(不合格通知)
 それは8月末、薄い封筒にて送られてきた。ショックと絶望に打ちひしがれ、郵便受けから玄関までやけに遠く感じられた。
 大学受験のときと同じように、裏打ちの無い自信と楽観視に胡座をかいてしまっていたのか。
 就職課に報告に行くのに躊躇した。どんな顔で報告に行けばいいのだろうと。こう書くと余りに失礼かもしれないが、「参加することに意義がある」のような考えで受検したのではないし、端から2次試験に進むことを自ら疑問視し、同窓会気分で昔の仲間と教採の難さに皮肉をかこいに行ったのではない。自分としても、現役受検として、2次では難しいかなと考えていたが、まさか1次でだとは。
 そんな中でも救いだったのは、教職講習会でお世話になった先生や友人に励まされたことと、1次では筆記試験しかなく、不合格の理由がはっきりしていたこと。つまりは「教養の実力不足で不合格になった」のであって、昨今盛んに教師に求められている人間性がこの不合格の結果に関与していなかったということだ。
 ちなみに、1次試験は教職・一般教養(50点)と専門教養(100点)で、前者が41点、後者が79点という結果だった。
 ここより、「専門で8割以上とらなければ2次にはすすめない」という確証と目標を得ることができた。(※教科によってそのラインは違うと思いますが)

(そして、卒業へ)
 気持ちを切り替えて、10月下旬からがむしゃらに卒論に取り組んだ(2次試験に行くつもりでゼミの合宿発表会の準備も全くせず参加しなかったし。ごめんなさい)。
 おかげで実証史学を自分なりに楽しみ、無事に仕上げることができ(『国史学』に要約が掲載されています)、卒業も許可されたわけだが。
 学業の点では満足のいく成果があげられたが、就職の決まった親友や、正規採用が決まった仲間や講師に採用された仲間を横目で見るにつけ、何も先が決まらず卒業することが非常に不安であった。
 北海道から講師採用の話が来るのだろうか、来なくても田舎に帰るべきなのか、それともこちらでフリーターをしながら過ごすべきなのか。
 結果としては、話は来なくて、関東に残って再挑戦を決めることになった。親のすねをさらにかじることになるが、田舎に帰ってもアルバイトの口も少なく、また残っていたほうが教採に関する様々な情報が多く入ってくると思ったからだ。
 時事通信社の通信講座『Vゴール講座』・『ベストラン講座』を申し込み、メルマガ『e教セミ』にも加入して、教養の復習と情報収集を徹底しようと試みたのもこの頃からだった。

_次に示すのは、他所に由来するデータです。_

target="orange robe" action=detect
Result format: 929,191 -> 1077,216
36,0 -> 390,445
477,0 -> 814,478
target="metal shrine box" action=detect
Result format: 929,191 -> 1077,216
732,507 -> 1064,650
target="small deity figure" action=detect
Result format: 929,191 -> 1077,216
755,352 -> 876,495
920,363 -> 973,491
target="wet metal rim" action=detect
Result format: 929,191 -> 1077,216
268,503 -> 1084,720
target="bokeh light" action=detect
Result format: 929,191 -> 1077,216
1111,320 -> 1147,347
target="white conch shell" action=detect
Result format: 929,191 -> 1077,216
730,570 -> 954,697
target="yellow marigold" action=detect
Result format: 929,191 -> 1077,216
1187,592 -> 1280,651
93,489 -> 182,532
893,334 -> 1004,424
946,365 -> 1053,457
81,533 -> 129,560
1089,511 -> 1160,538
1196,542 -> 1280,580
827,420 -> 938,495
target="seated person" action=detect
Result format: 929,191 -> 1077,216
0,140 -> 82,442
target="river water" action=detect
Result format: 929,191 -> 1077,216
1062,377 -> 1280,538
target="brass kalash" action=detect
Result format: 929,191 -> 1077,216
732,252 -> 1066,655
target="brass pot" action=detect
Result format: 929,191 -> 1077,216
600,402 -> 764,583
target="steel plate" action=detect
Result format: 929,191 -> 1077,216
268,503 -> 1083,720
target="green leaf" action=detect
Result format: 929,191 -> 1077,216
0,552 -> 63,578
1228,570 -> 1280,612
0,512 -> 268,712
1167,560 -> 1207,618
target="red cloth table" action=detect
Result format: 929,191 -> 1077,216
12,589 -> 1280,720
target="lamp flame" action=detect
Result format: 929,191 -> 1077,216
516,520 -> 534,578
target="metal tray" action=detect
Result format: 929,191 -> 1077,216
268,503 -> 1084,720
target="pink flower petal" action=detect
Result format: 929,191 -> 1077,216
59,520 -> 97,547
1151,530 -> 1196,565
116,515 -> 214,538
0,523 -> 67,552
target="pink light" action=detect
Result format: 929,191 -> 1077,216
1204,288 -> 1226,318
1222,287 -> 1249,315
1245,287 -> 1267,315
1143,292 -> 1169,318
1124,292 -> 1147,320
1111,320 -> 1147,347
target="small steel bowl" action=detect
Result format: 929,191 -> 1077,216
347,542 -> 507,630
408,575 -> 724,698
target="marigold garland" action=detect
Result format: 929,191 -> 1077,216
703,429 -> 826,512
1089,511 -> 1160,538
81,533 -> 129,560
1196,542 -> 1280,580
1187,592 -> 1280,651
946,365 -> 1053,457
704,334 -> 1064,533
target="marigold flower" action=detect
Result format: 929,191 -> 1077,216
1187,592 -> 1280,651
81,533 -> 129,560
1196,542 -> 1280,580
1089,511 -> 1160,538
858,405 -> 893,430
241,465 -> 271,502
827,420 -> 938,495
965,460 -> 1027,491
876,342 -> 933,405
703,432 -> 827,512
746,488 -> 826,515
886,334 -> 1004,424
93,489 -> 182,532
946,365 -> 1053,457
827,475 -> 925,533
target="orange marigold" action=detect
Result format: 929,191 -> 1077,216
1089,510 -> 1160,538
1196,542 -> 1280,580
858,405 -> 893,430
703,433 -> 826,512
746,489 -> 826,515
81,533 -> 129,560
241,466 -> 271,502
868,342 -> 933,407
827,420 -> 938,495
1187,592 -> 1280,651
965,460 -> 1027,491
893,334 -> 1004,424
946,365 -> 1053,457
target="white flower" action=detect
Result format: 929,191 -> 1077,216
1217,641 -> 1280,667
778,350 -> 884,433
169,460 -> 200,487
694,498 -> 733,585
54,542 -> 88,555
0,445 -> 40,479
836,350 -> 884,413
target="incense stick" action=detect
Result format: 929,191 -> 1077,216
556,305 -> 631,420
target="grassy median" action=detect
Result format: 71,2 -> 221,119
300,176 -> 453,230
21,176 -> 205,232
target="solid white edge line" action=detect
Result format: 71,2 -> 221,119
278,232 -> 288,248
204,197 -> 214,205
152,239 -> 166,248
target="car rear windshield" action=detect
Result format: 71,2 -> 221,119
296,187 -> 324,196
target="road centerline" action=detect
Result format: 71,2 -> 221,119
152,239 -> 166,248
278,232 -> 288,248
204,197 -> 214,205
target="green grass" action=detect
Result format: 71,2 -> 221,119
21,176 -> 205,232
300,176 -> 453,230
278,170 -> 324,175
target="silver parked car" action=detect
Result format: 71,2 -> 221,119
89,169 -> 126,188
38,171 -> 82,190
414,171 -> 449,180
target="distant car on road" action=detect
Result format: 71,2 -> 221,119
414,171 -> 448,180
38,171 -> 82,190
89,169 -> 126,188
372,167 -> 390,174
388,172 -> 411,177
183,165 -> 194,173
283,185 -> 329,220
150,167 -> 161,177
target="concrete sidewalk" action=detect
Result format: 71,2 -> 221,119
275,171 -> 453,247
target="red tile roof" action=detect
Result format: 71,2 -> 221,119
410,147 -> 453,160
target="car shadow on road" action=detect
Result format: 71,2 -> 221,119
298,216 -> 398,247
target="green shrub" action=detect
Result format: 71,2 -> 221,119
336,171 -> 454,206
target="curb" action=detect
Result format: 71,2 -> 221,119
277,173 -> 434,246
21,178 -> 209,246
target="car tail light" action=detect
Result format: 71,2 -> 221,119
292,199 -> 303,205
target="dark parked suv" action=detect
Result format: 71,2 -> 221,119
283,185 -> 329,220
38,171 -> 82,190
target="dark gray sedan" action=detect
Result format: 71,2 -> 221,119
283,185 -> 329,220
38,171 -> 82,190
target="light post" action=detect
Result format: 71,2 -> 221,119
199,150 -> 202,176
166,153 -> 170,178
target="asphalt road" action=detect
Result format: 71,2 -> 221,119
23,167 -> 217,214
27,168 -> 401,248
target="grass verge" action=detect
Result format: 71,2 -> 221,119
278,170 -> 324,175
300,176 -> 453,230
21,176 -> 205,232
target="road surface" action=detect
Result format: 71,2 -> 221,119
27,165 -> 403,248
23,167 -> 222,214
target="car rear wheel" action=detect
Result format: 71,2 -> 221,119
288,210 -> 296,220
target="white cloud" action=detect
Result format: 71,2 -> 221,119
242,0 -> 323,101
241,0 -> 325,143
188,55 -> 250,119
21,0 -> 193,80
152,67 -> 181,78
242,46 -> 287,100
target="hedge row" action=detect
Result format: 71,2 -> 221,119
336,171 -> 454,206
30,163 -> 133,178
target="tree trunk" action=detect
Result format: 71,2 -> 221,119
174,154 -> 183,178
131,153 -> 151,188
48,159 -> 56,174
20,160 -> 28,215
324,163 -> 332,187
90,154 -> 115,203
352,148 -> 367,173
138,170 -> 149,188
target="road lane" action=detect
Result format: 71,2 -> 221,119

なぜこれにしたのか、という確たる理由は無いのだが、思うに同じ時事通信社の『教員養成セミナー』を毎月購読していたことと、予備校に通うお金が無かったからではないかなと思う(予備校での受講は10万単位で捻出できなかった)。他社さんの雑誌を購読していたら、そちらの通信講座に行っていただろうし、自分の学費まで親に頼る気も無かったのだろう。